There's a cartoonish irony to punk patriarch John Lydon funding the reunion of his band Public Image Ltd. with money he made portraying a gentrified exaggeration of himself in TV commercials for Country Life butter. Quipped one YouTube uploader of the humorous U.K. spots, which aired in 2008: “All comments that don't call him a sell-out will be removed.”

Yet the shock-haired ex-Sex Pistols frontman — formerly Johnny Rotten, and an Angeleno since the late 1980s — is unapologetically pragmatic about it all.

“The money got us out of no end of troubles, [and] they were the best people I've ever worked with,” says Lydon, 56, adding that he funneled his Country Life cash into the Public Image Ltd. (PiL) rehearsals that ended the band's 17-year hiatus in 2009. The ensuing tours funded the recording of a new album, This Is PiL, and its release today.

Today the designer-garbed, sun-kissed Lydon lounges poolside at the Marina del Rey Ritz-Carlton. The scene feels far removed from his working-class London roots, his three years squawking anti-establishment anthems like “Anarchy in the U.K.” with the Pistols and a careerlong reputation for noncooperation (he allegedly assaulted a TV producer at this very hotel in 2007, a case settled out of court three years later).

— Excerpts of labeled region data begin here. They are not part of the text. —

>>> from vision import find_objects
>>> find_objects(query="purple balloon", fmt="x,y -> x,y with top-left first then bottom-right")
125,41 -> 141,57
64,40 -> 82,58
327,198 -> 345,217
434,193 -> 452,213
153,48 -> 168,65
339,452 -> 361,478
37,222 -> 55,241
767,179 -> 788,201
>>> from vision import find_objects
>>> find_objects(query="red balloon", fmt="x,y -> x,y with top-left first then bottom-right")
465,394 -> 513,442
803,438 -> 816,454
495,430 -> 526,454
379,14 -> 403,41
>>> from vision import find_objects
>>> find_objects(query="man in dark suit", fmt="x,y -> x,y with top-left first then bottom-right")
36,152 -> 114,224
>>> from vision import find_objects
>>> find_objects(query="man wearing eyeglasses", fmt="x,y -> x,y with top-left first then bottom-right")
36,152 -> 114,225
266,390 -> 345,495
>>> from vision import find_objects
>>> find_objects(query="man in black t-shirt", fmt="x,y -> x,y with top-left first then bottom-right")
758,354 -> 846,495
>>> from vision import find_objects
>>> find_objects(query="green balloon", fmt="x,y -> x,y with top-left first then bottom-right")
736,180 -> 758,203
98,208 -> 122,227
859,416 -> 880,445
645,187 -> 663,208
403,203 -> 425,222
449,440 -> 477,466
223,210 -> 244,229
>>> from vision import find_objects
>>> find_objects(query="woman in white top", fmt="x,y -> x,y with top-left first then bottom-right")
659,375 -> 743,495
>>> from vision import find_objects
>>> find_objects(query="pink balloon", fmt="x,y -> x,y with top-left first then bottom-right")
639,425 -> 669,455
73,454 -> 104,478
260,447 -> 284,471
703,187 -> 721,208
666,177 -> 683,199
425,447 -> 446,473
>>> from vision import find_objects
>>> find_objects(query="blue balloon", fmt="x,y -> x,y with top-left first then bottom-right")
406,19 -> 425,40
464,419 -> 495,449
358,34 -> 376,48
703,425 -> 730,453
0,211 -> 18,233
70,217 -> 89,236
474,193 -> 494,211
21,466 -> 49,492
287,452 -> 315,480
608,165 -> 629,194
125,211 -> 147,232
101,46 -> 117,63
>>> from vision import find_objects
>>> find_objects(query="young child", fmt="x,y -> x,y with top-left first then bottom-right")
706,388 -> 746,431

Lydon formed PiL upon the Pistols' 1978 demise. Fourteen years and dozens of members later (Lydon is the band's sole constant), PiL had eight studio albums and hits such as 1983's “This Is Not a Love Song.” But, frustrated by lack of record-label support, Lydon froze PiL in 1992, a break prolonged by record companies keeping him contractually bound and “financially destroyed,” he says.

This Is PiL continues where the band left off in the pre-Internet era: proudly eclectic, bass-heavy noise-rock distinguished by Lydon's tremulous ranting and wry wordplay. It's an album of both artsy pretense and accessible melody, with exotic guitars elevating his belligerent barks and frail wail to places of uneasy, unlikely beauty.

He says the work was mostly improvised in the studio after his “preparatory work” was destroyed by a fire at his home. It shuns the frantic oompah beats and fuzzy barre chords of what's become defined as “punk rock,” but the album's sonic irreverence and lyrical lucidity make it a croaked call to prayer from one of the genre's few original minarets.

PiL is “the greatest opportunity I have in my life,” Lydon notes, “to explain exactly how I view the world in the most accurate way.”